Recovery From the Great Recession Has Not Been Colorblind

A Pew study found that the net worth of white households is 10 times that of Hispanics and 13 times that of blacks.

Recovery From the Great Recession Has Not Been Colorblind Photo (cc) by StockMonkeys.com

The Great Recession took a toll on all Americans. But even though the economy has bounced back, the aftershocks have been especially hard on blacks and Hispanics, the result of which is an ever broadening wealth divide along racial and ethnic lines.

That’s according to a new Pew Research Center report, which found that white households had a median wealth eight times greater than black households in 2010 and nine times greater than Hispanic households. By 2013, whites’ median net worth was 13 times that of African-Americans and 10 times that of Hispanics. The report said:

The current gap between blacks and whites has reached its highest point since 1989, when whites had 17 times the wealth of black households. The current white-to-Hispanic wealth ratio has reached a level not seen since 2001.

The median net worth of American families taken as a whole took a hit during the Great Recession, a 39.4 percent reduction overall, Pew says.

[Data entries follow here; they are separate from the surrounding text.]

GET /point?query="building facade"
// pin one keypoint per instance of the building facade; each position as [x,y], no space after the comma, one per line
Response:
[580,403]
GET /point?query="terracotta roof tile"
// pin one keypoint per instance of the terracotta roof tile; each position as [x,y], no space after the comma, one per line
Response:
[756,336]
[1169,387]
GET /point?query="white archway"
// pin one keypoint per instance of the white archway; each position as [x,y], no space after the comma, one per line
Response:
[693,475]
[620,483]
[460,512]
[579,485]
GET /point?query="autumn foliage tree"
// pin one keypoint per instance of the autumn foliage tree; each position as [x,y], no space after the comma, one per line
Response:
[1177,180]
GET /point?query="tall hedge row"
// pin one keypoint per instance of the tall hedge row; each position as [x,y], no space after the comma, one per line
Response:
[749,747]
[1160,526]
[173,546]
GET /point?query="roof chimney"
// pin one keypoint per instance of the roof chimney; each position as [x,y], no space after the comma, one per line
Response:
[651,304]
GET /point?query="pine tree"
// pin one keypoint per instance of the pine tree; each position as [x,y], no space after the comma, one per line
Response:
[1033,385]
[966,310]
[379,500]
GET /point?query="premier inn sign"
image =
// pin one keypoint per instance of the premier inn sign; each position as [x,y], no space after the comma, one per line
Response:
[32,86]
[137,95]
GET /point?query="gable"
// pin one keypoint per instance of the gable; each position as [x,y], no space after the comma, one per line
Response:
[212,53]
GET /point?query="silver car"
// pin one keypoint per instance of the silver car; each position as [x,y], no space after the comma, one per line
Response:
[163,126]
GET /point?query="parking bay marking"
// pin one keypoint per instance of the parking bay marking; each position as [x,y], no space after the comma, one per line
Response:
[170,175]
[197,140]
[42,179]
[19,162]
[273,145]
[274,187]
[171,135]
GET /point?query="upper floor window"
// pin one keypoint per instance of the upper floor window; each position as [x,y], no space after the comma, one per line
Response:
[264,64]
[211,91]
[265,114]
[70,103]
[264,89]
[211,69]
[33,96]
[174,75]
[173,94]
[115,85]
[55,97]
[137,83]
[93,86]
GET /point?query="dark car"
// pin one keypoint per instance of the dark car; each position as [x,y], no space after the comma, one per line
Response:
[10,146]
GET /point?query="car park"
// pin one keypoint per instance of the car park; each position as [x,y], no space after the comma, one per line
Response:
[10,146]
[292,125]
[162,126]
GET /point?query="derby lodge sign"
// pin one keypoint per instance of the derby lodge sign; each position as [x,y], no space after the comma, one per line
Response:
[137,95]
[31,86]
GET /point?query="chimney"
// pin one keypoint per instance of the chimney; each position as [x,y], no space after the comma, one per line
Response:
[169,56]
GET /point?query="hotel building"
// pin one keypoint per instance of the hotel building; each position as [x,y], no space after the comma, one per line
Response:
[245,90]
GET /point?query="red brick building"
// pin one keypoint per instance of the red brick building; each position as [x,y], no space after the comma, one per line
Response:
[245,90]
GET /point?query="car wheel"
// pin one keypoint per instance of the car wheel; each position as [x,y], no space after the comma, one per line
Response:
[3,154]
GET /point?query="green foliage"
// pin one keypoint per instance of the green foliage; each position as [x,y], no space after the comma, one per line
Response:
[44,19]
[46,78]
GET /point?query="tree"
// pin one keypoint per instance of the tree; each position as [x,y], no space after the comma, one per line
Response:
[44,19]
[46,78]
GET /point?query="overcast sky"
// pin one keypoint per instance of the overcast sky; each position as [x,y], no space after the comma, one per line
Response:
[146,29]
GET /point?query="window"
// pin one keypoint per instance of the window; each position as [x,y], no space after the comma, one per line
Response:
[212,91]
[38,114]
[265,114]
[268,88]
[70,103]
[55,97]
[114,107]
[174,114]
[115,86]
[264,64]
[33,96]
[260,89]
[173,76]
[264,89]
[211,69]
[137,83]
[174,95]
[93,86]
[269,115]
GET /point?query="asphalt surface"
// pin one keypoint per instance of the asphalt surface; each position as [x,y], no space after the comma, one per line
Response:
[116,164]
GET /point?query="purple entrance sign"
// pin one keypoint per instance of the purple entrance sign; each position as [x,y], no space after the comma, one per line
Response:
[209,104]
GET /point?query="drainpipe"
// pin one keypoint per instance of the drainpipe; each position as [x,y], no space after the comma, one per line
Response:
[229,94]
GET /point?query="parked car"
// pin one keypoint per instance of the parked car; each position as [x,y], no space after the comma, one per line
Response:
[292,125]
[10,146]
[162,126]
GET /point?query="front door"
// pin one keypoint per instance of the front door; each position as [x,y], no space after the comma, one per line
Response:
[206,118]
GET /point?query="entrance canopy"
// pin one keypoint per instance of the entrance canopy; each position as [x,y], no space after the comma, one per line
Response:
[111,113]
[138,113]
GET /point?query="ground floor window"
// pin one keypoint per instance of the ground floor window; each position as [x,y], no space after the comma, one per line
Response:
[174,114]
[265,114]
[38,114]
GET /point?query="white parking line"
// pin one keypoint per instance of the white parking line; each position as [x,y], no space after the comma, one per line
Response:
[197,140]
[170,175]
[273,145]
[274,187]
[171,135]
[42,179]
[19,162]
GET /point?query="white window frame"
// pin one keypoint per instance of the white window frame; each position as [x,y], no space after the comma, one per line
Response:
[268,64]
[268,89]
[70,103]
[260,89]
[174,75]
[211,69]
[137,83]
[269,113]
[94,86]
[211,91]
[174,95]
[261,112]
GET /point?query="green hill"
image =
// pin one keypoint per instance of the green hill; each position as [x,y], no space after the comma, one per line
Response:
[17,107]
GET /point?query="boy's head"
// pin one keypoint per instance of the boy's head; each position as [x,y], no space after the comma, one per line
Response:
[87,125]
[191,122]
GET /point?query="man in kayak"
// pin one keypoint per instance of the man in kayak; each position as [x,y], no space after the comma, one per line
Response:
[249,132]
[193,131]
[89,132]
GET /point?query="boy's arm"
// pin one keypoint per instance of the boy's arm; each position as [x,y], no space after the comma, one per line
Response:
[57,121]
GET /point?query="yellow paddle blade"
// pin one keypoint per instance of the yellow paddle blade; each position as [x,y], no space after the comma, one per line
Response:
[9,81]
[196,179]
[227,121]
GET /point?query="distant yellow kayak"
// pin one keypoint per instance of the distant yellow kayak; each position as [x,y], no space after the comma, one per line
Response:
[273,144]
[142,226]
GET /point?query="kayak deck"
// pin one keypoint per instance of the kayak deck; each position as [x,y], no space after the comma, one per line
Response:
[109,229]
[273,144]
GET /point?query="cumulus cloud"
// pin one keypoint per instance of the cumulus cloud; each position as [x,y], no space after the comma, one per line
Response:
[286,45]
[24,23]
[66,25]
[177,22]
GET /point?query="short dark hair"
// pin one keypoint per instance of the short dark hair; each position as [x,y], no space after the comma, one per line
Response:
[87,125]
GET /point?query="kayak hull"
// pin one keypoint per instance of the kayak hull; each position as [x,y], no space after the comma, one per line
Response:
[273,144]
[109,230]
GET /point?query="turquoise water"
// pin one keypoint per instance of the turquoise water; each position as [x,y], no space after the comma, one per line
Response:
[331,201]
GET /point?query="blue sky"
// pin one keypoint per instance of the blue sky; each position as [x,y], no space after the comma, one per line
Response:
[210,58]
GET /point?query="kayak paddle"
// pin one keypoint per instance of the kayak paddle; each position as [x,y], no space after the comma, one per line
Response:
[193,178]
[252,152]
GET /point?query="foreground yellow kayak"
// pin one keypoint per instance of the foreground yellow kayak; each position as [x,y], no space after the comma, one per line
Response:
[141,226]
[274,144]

But, once again, a closer look at the racial and ethnic breakdown is startling.

“Between 2007 and 2010, the net worth for white families fell by $53,900 to $138,600; by $2,600 for black families to $16,600; and by $7,600 to $16,000 for Hispanic families,” the Pittsburgh Post-Gazette said.

Since 2010, whites have recovered somewhat, increasing their wealth by 2.4 percent by 2013. Meanwhile, African-Americans experienced a 33.7 percent drop in wealth and Hispanics had a 14.3 percent drop.

Overall, regardless of ethnicity or race, median wealth is still less than its pre-recession level, the report said.

“The racial and ethnic wealth gaps in 2013 are at or about their highest levels observed in the 30 years for which we have data,” Pew said.

Pew used data from the Federal Reserve’s Survey of Consumer Finances to create the report.